What's the reason for these choices? Wouldn't it make more sense to use the same encoding throughout the Java ecosystem?

+3  A: 

MUTF-8 for efficiency, UCS2 for hysterical raisins. :)

In 1993, UCS2 was Unicode; everyone thought 65536 Characters Ought To Be Enough For Everyone.

Later on, when it became clear that indeed, there are an awful lot of languages in the world, it was too late, not to mention a terrible idea, to redefine 'char' to be 32 bits, so instead a mostly-backward-compatible choice was made.

In a way that's closely analogous to the relationship between ASCII and UTF-8, Java strings that don't stray outside the historical UCS2 boundaries are bit-identical to their UTF16 representation. It's only when you colour outside those lines that you have to start worrying about surrogates, etc.

Alex Cruise
+2  A: 

It seems to be a common software development problem. Early code is one standard, usually the simplest to implement at the time it was created, then later versions add in support for newer/better/less common/more complex standards.

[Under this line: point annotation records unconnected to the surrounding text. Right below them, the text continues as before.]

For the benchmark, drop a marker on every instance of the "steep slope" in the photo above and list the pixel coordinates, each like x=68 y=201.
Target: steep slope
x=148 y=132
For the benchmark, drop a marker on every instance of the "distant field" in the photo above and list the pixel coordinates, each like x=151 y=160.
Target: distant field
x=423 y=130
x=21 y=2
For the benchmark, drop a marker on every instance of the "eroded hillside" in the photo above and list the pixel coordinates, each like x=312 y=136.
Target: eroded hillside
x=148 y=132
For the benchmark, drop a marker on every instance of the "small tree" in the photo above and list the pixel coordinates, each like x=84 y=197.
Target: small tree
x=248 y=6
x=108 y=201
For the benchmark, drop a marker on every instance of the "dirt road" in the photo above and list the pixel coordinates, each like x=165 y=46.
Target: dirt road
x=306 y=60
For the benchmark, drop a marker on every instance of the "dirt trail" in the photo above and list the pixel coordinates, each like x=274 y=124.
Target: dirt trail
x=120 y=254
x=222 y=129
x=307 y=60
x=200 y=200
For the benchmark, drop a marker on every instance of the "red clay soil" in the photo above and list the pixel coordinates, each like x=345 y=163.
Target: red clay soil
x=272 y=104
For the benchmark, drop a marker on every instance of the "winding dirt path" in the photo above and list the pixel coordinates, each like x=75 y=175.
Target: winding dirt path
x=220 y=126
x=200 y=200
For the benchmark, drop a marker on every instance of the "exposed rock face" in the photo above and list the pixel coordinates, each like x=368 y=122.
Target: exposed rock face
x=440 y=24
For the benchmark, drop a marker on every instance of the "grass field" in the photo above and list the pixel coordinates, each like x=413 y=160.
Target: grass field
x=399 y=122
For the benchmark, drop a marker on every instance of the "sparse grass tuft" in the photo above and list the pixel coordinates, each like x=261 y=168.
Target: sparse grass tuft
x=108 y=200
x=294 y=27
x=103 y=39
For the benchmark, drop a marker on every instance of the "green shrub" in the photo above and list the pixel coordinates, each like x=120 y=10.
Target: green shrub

A minimal complier probably only has to take ASCII because thats what many common editors use. These editors may not be ideal for working with Java and nowhere near a full IDE, but are often adequate to tweak one source file.

Java seems to have attempted to set the bar higher and handle UTF character sets but they also left that ASCII 'bailout' option in place. I'm sure there are notes from some committee meeting that explain why.

Freiheit
+3  A: 

ASCII for source files is because at the time it wasn't considered reasonable to expect people to have text editors with full Unicode support. Things have improved since, but they still aren't perfect. The whole \uXXXX thing in Jave is essentially Java's equivalent to C's trigraphs. (When C was created, some keyboards didn't have curly braces, so you had to use trigraphs!)

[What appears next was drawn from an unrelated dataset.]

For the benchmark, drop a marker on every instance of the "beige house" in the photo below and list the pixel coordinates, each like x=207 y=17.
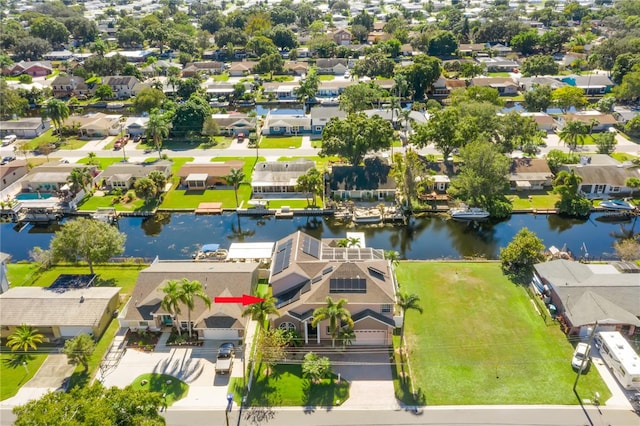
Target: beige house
x=305 y=271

At the time Java was created, the class file format used UTF-8 and the runtime used UCS-2. Unicode had less than 64k codepoints, so 16 bits was enough. Later, when additional "planes" were added to Unicode, UCS-2 was replaced with the (pretty much) compatible UTF-16, and UTF-8 was replaced with CESU-8 (hence "Compatibility Encoding Scheme...").

In the class file format they wanted to use UTF-8 to save space. The design of the class file format (including the JVM instruction set) was heavily geared towards compactness.

In the runtime they wanted to use UCS-2 because it was felt that saving space was less important than being able to avoid the need to deal with variable-width characters. Unfortunately, this kind of backfired now that it's UTF-16, because a codepoint can now take multiple "chars", and worse, the "char" datatype is now sort of misnamed (it no longer corresponds to a character, in general, but instead corresponds to a UTF-16 code-unit).

Laurence Gonsalves
C and C++ on Windows have an even worse naming convention: Not only does `char` not correspond to a character, but `wchar_t` doesn't either!
dan04
A character is a abstract concept that cannot be represented using an integral data type. A `wchar_t` on Windows or a `char` in Java is a UTF-16 code unit.
Philipp
@Phillip: Why do you say a character cannot be represented with an integral datatype? I assume you're alluding to the existence of composite characters. While that would make it harder to represent characters with an integral type, so long as the set of characters is countable, you can represent characters with an integral datatype. But my point was just that it would be much nicer if char/Character actually corresponded to "Unicode codepoint" rather than the even more confusing/arbitrary "UTF-16 code unit".